How can you sell what you do not own? To do so is a fraud, and has actually been outlawed, even though the laxity of regulation means that it happens all the time. This is “naked” shorting. But the other kind of shorting, covered shorts, means that the short-seller borrows the stock he sells and returns it to the owner at a later date. But who would lend anybody their stock for the purpose of driving down its value? The answer is, “nobody.” The sellers do not borrow it from the owners (who would never lend their assets for such a purpose) they borrow them from the brokers who are supposed to be looking after their clients' interests, but don't. The brokers collect a few from the shorters to destroy the value of their clients' stock, which they are supposed to be holding in trust.
When most of us buy stocks, we don't actually take them home with us. We leave them in the care of the broker so that we can more quickly sell them, if needs be. But we do trust that the broker is not going to misuse our property and rent it out to others to destroy its value. This is a violation of fiduciary trust, and should be actionable under the law, or at least under any sensible notion of law.
But the law, alas, is not sensible. It is quite legal for the broker to give away your property without your permission. If you borrow a cup of sugar from your neighbor, and return half a cup, you have stolen from your neighbor. But at least in this case, everybody knows what happens. If you break into your neighbor's house, steal a cup of sugar, and then leave half-a-cup on the front porch three days later, the whole thing is odd, impersonal and mysterious. But it is still stealing. And if you bribe the policeman on the beat to tell you when the owner is away from his home so that you may safely break-into his home, we would cite this as an instance of corruption. But when it is legal for you to break in and “borrow” the sugar, and legal for the cop to take a bribe, then we say the system is rotten to the core.
If you “borrow” a stock worth, say, $100, and return one worth $75, you have stolen from the owner and ought to make restitution. If you do it without his permission, you ought to go to jail. And the broker who rents out what he does not own, and rents it out for the purpose of destroying its value, ought to lose his license. It is not really necessary to ban short selling. It is only necessary to ban theft and fraud. If you can convince an owner to lend you his stock and destroy its value, then have at it. Otherwise, do not take what belongs to another, even for three days.
It is not that people are not permitted to bet that the market will go down. That can be done honestly with options. But shorting is more than making a bet, it is working to cause the disaster from which you plan to profit. When someone short-sells, there are actually two owners to each share of stock. One the real owner, and the second the owner who bought the share. Since the rules allow three days to actually deliver the shares after sale, for those three days there are twice the number of shares in the market than actually exist. And increased supply means lower price. It is one thing to bet that some particular horse will lose the race; it is quite another to go down on the track and break his leg to ensure that outcome.

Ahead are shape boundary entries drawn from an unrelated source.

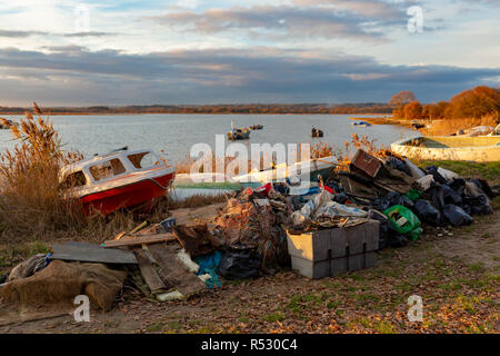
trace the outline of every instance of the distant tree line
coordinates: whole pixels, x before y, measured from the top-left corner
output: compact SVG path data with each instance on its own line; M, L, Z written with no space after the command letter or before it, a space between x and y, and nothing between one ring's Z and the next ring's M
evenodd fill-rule
M397 119L479 119L484 116L500 118L500 89L476 87L456 95L450 101L420 103L408 90L394 95L389 105Z
M3 113L23 113L26 108L0 107ZM80 108L43 108L44 113L391 113L392 107L380 102L364 103L240 103L240 105L151 105Z

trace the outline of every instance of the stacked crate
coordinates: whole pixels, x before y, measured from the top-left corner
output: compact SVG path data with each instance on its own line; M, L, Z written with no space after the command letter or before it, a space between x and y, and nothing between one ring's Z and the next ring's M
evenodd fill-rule
M292 268L309 278L373 267L379 248L379 221L301 235L288 233Z

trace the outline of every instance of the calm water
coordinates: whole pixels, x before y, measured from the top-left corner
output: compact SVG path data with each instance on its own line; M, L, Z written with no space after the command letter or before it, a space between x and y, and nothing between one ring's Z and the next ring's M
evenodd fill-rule
M206 142L214 149L216 135L236 127L261 123L262 130L251 131L248 142L274 145L314 142L321 140L337 149L351 134L367 135L378 144L389 145L398 139L416 136L406 128L378 125L369 128L351 126L349 115L130 115L130 116L54 116L51 117L67 149L84 155L106 154L129 146L129 149L150 148L171 162L186 157L191 146ZM356 117L369 117L356 115ZM8 117L11 118L11 117ZM14 117L17 120L17 117ZM324 132L321 139L311 138L312 127ZM247 141L241 141L247 142ZM9 130L0 130L0 150L12 148ZM228 144L228 142L227 142Z

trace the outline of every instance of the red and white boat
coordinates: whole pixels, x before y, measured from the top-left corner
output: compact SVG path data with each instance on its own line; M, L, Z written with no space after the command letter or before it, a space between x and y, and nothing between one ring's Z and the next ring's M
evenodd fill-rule
M176 171L152 150L127 148L80 160L61 169L66 198L80 199L86 215L108 215L166 195Z

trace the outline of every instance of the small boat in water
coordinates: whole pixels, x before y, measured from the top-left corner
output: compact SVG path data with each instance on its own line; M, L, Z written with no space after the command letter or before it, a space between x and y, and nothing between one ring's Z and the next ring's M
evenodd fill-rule
M370 127L371 123L367 122L367 121L356 121L351 123L352 126L357 126L357 127Z
M311 129L311 137L323 137L323 131L313 127Z
M402 139L391 145L401 156L424 160L500 161L498 136L420 136Z
M86 215L108 215L166 195L174 177L174 169L152 150L123 148L64 166L60 182L68 199L81 201Z
M246 127L236 128L231 122L231 131L228 131L229 140L246 140L250 138L250 129Z
M338 165L336 157L322 157L296 162L293 165L280 164L273 168L251 171L248 175L232 177L232 180L244 187L260 187L270 181L286 181L292 177L300 181L318 181L318 176L327 180L330 170Z

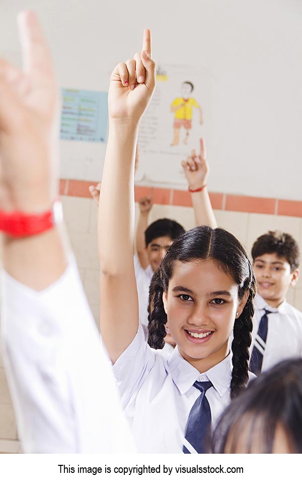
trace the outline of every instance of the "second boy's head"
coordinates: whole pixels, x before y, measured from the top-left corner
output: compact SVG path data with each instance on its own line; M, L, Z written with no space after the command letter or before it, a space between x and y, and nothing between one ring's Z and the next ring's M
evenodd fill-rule
M184 232L180 224L171 219L159 219L147 227L146 248L154 271L158 268L174 239Z
M252 256L258 292L276 308L284 299L289 286L298 280L297 243L290 234L269 231L254 243Z

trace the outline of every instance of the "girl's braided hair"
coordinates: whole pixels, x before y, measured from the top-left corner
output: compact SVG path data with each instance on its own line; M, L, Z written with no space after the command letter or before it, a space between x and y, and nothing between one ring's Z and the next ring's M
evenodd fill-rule
M243 311L235 320L233 352L233 372L231 397L235 397L248 380L249 347L254 315L253 300L256 283L253 269L245 250L239 241L228 231L200 226L182 234L173 242L150 285L148 306L148 343L153 348L162 348L166 336L167 317L163 294L168 291L169 281L177 261L212 260L238 285L240 299L247 293L248 297Z

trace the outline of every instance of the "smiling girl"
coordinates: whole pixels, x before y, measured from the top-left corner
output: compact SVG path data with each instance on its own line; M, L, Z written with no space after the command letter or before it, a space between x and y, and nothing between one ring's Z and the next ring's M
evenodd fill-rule
M101 332L140 453L204 453L214 424L248 380L255 282L247 254L221 229L182 234L156 272L149 343L138 325L133 267L134 166L155 87L150 33L111 76L99 206ZM177 345L164 345L165 324ZM229 338L234 328L233 355Z

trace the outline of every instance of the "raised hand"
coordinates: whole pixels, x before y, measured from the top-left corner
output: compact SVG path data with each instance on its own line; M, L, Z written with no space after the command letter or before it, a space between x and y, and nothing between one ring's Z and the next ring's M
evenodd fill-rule
M200 154L197 155L196 150L193 150L191 156L183 160L181 164L190 189L195 190L206 184L209 169L202 138L200 138Z
M109 118L118 123L137 123L146 109L156 86L151 34L143 33L142 50L115 67L108 93Z
M139 210L141 213L148 214L153 205L153 194L142 197L138 201L138 204L139 204Z
M43 211L57 194L58 95L36 15L22 13L18 28L23 70L0 60L0 204Z

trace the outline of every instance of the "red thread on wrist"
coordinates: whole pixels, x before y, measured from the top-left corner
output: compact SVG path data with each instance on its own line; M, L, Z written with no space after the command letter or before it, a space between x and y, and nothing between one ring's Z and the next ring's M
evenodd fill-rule
M13 237L32 236L44 232L63 219L62 206L56 201L51 209L41 213L0 210L0 231Z
M190 186L189 186L188 190L189 192L201 192L202 190L203 190L205 187L206 187L206 184L205 185L203 185L201 187L199 187L198 189L191 189Z

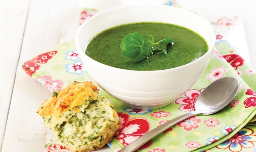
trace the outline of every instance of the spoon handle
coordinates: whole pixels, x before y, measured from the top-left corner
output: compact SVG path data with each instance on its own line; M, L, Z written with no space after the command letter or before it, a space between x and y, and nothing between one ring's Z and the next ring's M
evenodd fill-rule
M133 152L163 131L185 119L200 115L196 111L179 116L147 133L120 150L119 152Z

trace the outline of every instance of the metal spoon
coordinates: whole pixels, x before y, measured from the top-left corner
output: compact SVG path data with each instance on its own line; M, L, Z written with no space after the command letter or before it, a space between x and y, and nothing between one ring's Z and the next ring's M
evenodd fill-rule
M224 77L212 83L197 98L195 111L179 116L147 132L119 151L132 152L159 134L178 122L192 116L208 115L223 109L236 96L239 82L233 77Z

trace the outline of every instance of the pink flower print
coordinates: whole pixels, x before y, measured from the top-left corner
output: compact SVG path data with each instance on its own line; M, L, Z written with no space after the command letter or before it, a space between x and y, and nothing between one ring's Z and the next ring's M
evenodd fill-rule
M47 55L43 55L41 57L41 59L42 60L46 60L48 58Z
M221 34L215 32L215 35L216 36L216 41L215 43L216 44L219 43L221 41L225 42L226 41L225 37Z
M84 22L87 20L92 16L93 14L88 14L87 11L84 10L82 11L80 13L79 24L80 25Z
M239 100L235 100L230 103L230 107L231 108L235 107L236 106L236 105L239 103Z
M53 143L52 145L47 146L44 149L44 152L72 152L69 149L62 146Z
M193 129L197 129L199 128L198 124L201 123L201 120L200 118L196 118L195 116L188 118L178 123L177 125L179 127L183 127L184 130L187 131L191 131Z
M130 119L130 115L117 113L121 126L115 137L124 146L126 146L149 131L150 125L146 119L136 117Z
M249 148L254 145L254 142L256 141L256 136L253 134L254 133L254 131L250 129L243 128L233 137L216 147L221 149L228 148L230 151L233 152L240 151L243 148L244 151L252 151L244 148Z
M219 136L215 136L213 138L209 138L207 139L208 142L206 143L206 145L208 145L213 143L218 140L219 139L220 137Z
M240 69L236 70L236 72L240 76L241 76L244 75L244 71Z
M236 126L232 126L230 127L225 127L223 129L220 131L221 132L224 133L225 135L229 133L230 132L234 130L236 128Z
M170 112L166 112L164 111L159 111L158 112L154 112L150 114L151 116L153 116L157 118L161 118L161 117L166 117L169 116L169 115L171 114Z
M218 20L216 22L216 24L220 25L228 26L234 24L234 21L231 19L224 18Z
M228 71L227 68L224 68L223 66L221 66L218 68L214 67L211 70L211 73L206 75L206 78L207 79L210 79L212 82L213 82L220 78L225 76L224 73Z
M69 51L66 53L67 56L65 57L66 60L70 59L71 61L74 61L79 58L78 51L77 50L74 50L73 51Z
M158 125L156 127L159 127L159 126L161 126L161 125L162 125L162 124L164 124L165 123L166 123L167 122L168 122L169 121L170 121L169 120L167 120L166 121L164 121L164 120L160 121L159 122L159 123L158 123L158 124L159 124L159 125ZM173 130L173 128L172 127L173 127L174 126L174 125L172 126L172 127L170 127L169 128L168 128L167 129L166 129L165 130L164 130L164 131L163 132L162 132L163 133L166 133L166 132L168 132L168 131L169 132L170 132L172 130Z
M191 141L185 144L185 145L187 147L189 148L198 148L198 146L201 145L200 144L198 141Z
M197 99L204 89L199 90L196 89L191 89L185 92L185 97L177 99L175 103L182 105L179 108L179 110L183 111L195 111L195 104Z
M153 150L150 150L148 152L165 152L166 151L165 149L160 149L159 148L155 148L153 149Z
M252 69L247 69L245 70L245 73L247 74L251 75L256 73L256 72L255 72L254 70Z
M114 152L118 152L122 150L122 148L120 147L118 147L115 148L115 149L113 150Z
M245 88L245 86L244 86L244 85L243 85L243 84L240 83L239 83L239 88L238 88L238 92L239 92L240 91L241 91L241 89Z
M64 85L64 82L62 80L52 80L52 77L48 75L44 75L41 77L37 78L36 80L43 84L52 93L58 90L62 90L61 87Z
M216 125L220 124L218 120L213 118L209 118L208 120L204 120L204 123L206 124L207 127L215 127Z
M249 89L247 89L245 93L246 95L253 96L254 97L249 98L244 101L245 107L248 108L256 106L256 93L253 92L252 90Z

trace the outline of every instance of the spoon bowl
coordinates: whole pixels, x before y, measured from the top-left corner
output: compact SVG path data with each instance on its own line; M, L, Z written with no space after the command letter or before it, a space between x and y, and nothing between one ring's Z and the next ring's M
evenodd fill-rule
M239 81L233 77L224 77L212 83L197 98L195 111L207 115L223 108L236 96L239 88ZM213 92L214 92L214 93Z
M233 77L219 79L202 92L195 104L195 111L179 116L147 133L119 151L132 152L159 133L178 122L193 116L208 115L217 112L229 104L239 88L239 81Z

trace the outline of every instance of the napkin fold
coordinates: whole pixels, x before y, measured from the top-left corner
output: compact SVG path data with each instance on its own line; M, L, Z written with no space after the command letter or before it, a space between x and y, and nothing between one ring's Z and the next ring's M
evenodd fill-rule
M174 1L169 1L165 4L177 6ZM98 11L92 9L83 9L80 19L85 19L80 20L80 23ZM93 82L97 86L100 94L113 103L121 120L120 129L108 144L115 152L169 120L194 110L197 97L212 82L224 76L236 77L240 83L239 91L230 104L219 112L209 115L193 116L182 121L163 132L137 151L256 150L254 132L256 118L254 117L256 114L254 92L256 72L230 46L225 37L216 29L215 30L216 48L208 66L196 83L180 97L177 97L170 105L155 110L138 110L128 107L99 87L81 61L74 40L57 46L28 61L24 63L22 68L26 73L41 82L52 92L61 90L75 81ZM53 143L46 144L45 151L50 151L58 147L57 144L54 143L55 139L52 139ZM61 148L69 150L64 147Z

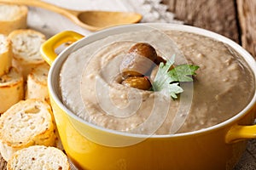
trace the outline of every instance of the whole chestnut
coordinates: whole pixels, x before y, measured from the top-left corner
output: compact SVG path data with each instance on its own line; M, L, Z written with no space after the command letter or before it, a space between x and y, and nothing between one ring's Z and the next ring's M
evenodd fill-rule
M157 58L155 49L148 43L138 42L133 45L124 57L120 71L122 76L139 76L145 75Z

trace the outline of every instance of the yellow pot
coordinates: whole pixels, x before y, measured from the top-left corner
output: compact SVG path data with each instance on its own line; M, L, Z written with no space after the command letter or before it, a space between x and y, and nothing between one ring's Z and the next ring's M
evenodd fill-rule
M49 39L41 52L51 65L48 80L50 101L67 154L79 169L232 169L246 148L247 139L256 139L256 125L253 125L255 94L244 110L220 124L191 133L150 137L96 127L75 116L62 104L59 75L71 53L108 36L147 26L189 31L222 41L236 49L256 75L255 60L241 46L218 34L192 26L131 25L102 31L87 37L73 31L61 32ZM55 48L67 42L75 42L56 58Z

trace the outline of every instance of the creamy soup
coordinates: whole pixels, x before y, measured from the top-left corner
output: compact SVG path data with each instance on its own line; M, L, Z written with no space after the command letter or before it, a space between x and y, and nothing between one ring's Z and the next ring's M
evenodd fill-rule
M199 65L193 82L172 99L160 92L120 83L119 65L137 42L151 44L175 64ZM72 53L61 68L66 106L85 121L106 128L143 134L195 131L239 113L252 99L253 75L243 59L214 39L177 31L141 31L109 36Z

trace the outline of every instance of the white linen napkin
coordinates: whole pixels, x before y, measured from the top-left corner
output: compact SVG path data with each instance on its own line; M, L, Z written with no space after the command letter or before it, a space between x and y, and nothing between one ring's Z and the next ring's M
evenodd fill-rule
M107 10L137 12L143 14L141 22L180 23L174 14L167 11L160 0L44 0L66 8L74 10ZM65 30L73 30L84 35L92 32L76 26L66 17L40 8L30 8L28 26L40 31L48 37Z

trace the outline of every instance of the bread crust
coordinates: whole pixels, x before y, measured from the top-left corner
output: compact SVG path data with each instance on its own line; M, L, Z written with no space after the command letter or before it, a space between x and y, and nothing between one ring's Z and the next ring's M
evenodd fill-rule
M9 72L12 66L12 58L11 42L7 37L0 34L0 76Z
M15 152L7 164L8 170L61 169L70 170L67 156L57 148L30 146Z
M0 113L6 111L23 97L23 77L12 67L9 73L0 76Z
M27 76L26 91L25 99L40 99L49 102L47 87L47 76L49 65L44 63L32 69Z
M15 30L8 37L12 42L12 64L22 73L24 80L26 80L32 69L44 63L40 47L46 37L41 32L31 29Z
M21 100L0 117L0 153L5 161L31 145L55 146L51 108L44 100Z

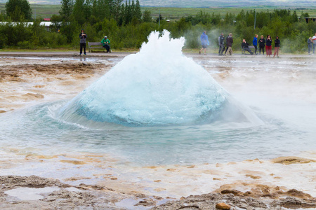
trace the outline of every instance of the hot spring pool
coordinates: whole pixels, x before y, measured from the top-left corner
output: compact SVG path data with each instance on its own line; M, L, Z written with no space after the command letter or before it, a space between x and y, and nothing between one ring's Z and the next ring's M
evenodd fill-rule
M268 159L315 149L315 62L195 58L199 65L182 55L184 40L155 36L143 46L145 53L120 62L72 100L1 113L1 148L108 154L141 166ZM160 50L170 52L147 59L160 52L162 41L167 44ZM144 69L126 60L143 61ZM195 74L184 66L200 69Z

Short-selling is kind of a metaphor for all that is wrong. People do all sorts of shady things to make money. This is hardly news. But when the thief feels that his rights have been violated because he is no longer free to ply his trade, when the short-seller feels that the freedom of the market is violated when he is no longer free to “borrow” other people's property, then you know that some kind of craziness is going on, that we no longer understand such terms as “freedom” and “property,” “duty” and “honesty.” When we lose the meaning of these terms, what happens in the market is hardly surprising. Indeed, it is inevitable.
I pick short-selling as a mere symbol of a greater malaise. I pick it because the people who caused this problem think that theft is perfectly normal, merely the free expression of the market. But what is really being shorted today is not any particular stock, but the entire United States of America. And with any short-sell attack, there will be a few winners and a lot of losers. In the current situation, those who profited from destroying the markets will also profit from the rescue of the markets.
And guess who the losers are, guess who will eat all of those shorts?